Using noise modeling for speech enhancement to determine parameters such as fundamental frequency, it is important that the spectrum of the noise be taken into account. When the noise is white, all bands will be equally corrupted by noise, and hence the bands with the highest clean speech energy will be the most reliable estimators.
In contrast, when the noise is pink or brown and the SNR is low enough, the low band will be least reliable. In this scenario, a more accurate estimation can be found by considering only the mid to high frequency bands, assuming the noise is uncorrelated with the clean speech. When these bands are extracted via a high pass filter, the majority of the noise power will be filtered out due to the roll off of the noise spectrum.

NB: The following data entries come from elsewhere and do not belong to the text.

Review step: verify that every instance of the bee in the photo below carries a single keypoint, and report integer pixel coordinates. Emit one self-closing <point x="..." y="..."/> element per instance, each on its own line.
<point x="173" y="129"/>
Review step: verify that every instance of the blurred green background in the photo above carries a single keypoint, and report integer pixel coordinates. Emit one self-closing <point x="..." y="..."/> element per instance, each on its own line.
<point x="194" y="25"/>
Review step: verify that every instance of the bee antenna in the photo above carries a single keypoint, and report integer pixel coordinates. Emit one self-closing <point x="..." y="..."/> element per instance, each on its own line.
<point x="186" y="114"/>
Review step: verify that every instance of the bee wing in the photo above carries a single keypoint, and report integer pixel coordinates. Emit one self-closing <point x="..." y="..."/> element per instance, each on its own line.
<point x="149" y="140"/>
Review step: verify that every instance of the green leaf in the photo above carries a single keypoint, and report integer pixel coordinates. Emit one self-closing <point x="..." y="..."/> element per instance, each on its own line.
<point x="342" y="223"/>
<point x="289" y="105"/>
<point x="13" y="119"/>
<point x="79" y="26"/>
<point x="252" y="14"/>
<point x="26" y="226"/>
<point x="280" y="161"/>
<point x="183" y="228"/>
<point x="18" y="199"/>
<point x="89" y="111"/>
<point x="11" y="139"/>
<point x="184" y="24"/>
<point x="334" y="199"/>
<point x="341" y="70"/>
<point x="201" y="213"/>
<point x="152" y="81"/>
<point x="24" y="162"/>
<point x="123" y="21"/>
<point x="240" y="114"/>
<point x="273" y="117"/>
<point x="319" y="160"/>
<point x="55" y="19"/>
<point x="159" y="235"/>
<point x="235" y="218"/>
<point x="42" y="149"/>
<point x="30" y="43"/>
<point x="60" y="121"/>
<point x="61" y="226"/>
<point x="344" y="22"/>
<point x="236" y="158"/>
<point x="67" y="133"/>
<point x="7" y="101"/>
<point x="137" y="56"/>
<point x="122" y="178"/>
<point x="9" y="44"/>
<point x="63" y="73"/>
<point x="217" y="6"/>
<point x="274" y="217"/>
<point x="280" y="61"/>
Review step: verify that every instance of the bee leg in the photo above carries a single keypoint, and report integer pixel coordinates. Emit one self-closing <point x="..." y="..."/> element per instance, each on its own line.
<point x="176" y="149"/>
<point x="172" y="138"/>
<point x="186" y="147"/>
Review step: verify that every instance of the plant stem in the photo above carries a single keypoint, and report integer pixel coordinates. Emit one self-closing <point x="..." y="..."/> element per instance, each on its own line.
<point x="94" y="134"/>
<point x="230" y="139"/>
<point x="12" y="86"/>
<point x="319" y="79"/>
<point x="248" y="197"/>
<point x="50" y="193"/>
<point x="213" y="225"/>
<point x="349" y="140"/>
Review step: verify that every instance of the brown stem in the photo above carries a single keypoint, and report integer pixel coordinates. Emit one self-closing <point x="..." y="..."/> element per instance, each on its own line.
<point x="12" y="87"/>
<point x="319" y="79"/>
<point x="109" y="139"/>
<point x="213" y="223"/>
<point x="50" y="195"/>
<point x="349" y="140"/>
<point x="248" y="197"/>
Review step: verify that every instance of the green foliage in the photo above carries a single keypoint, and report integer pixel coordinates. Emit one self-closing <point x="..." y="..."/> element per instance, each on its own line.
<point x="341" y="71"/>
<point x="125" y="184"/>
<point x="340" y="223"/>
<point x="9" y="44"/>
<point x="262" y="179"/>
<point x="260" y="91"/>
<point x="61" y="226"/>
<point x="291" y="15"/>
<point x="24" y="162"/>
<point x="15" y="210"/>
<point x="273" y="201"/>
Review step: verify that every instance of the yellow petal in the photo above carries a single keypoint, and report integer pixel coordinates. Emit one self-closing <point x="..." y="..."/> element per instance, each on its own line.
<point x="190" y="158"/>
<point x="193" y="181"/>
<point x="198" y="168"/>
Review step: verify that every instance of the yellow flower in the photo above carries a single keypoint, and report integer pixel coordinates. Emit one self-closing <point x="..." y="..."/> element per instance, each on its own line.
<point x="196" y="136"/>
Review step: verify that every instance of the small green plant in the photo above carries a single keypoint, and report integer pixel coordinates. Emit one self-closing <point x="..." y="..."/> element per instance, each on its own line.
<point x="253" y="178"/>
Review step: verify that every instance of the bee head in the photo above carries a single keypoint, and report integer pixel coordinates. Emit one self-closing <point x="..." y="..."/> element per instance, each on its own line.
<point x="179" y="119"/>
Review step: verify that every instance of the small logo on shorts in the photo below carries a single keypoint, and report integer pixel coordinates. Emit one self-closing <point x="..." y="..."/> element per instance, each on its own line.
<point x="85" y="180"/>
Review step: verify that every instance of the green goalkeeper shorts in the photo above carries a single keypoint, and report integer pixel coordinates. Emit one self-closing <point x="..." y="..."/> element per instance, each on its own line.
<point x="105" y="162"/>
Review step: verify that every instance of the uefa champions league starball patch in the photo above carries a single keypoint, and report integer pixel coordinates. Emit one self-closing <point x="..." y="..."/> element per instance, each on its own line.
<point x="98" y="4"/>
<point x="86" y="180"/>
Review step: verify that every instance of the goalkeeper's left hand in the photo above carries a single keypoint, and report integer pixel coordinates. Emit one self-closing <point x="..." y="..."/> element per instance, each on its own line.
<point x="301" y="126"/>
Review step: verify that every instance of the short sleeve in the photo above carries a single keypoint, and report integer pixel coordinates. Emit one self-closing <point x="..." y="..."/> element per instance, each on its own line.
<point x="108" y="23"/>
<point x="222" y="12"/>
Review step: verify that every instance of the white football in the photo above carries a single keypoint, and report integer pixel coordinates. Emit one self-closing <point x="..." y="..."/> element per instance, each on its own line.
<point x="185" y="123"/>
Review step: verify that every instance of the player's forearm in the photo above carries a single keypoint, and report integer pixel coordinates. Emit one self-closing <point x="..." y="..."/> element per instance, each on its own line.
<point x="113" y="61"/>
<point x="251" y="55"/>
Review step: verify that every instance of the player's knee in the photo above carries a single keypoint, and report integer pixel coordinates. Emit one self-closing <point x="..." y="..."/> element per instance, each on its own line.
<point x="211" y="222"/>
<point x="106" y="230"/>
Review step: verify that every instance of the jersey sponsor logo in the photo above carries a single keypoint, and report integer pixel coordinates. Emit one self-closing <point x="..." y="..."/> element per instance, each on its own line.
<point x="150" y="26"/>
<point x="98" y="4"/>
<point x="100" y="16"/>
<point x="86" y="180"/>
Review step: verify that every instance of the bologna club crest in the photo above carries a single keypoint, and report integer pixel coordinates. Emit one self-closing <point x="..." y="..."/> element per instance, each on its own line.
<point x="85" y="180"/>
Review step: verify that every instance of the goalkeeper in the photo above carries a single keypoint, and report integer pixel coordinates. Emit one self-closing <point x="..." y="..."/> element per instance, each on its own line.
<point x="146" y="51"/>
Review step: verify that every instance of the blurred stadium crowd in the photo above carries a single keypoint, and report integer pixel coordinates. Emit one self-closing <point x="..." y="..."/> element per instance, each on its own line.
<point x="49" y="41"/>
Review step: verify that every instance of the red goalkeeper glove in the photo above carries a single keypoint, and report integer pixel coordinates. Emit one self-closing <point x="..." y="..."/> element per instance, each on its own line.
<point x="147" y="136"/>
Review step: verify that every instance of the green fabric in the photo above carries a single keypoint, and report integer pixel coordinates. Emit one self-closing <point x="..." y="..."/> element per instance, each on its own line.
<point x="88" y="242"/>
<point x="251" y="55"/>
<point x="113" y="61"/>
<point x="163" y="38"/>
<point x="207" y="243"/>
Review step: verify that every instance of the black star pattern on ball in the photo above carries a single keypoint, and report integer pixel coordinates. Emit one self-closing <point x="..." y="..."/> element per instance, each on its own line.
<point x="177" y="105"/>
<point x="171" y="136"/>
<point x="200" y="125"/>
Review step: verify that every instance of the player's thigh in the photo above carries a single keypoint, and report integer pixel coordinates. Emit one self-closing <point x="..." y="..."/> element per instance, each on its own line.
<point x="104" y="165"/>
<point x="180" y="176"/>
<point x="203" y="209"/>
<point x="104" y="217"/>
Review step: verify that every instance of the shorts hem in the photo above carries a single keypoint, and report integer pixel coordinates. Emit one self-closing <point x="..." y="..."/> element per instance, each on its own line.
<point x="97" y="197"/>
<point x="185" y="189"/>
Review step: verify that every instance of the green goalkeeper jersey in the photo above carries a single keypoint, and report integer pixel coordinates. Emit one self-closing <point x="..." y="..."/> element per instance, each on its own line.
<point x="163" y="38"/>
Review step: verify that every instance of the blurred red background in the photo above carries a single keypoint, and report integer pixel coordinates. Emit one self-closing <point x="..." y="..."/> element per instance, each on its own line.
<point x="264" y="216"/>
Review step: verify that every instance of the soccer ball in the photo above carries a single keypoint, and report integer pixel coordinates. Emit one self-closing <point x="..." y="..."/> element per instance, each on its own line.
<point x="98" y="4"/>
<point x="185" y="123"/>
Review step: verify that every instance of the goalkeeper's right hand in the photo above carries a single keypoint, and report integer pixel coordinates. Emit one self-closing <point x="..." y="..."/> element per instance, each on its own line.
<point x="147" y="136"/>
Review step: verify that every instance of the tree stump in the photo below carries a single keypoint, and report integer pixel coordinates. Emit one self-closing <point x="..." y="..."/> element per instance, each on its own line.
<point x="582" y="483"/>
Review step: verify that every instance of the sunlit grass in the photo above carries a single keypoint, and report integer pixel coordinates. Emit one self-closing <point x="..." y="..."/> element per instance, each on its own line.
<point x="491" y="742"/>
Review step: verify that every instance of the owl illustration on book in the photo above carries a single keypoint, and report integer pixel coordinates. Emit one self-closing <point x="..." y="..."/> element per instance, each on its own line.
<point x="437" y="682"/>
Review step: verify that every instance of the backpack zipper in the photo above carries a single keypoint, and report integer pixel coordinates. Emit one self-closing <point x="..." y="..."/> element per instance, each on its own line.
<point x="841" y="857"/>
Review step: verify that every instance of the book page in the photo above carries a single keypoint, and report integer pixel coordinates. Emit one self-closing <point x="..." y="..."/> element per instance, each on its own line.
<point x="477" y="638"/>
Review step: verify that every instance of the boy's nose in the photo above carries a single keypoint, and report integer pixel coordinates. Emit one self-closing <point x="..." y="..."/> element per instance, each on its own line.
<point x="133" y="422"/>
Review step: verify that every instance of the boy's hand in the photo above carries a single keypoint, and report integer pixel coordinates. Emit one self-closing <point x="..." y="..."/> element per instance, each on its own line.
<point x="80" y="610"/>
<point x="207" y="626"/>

Estimating the color of the noise can be done using a variety of methods. The simplest way is to assume the first N frames of the incoming signal are noise only, and use the Welch or Bartlett method to estimate the noise power spectral density. This estimate can then be recursively smoothed through time.
Another approach is to use Minimum Statistics. In this method, the frames with the least power are assumed to be noise only and estimation is done using the data only in these frames. Alternatively, a Voice Activity Detector can be used to estimate the noise power spectrum only during periods of non-speech activity.
Once a reliable estimate of the noise power spectrum has been obtained, regression analysis can be performed to estimate the slope of spectral envelope. The slope of the regression line will determine the color of the noise. Often, this coefficient will not be an integer and hence the data will have a mixed color. Never the less, from this information, you can determine up to what band does x% of the noise power lie, and high pass at that point to extract what clean speech is actually in the observed signal. When this clean signal comprises a large portion of the original bandwidth, a reliable full signal parameterization can be obtained.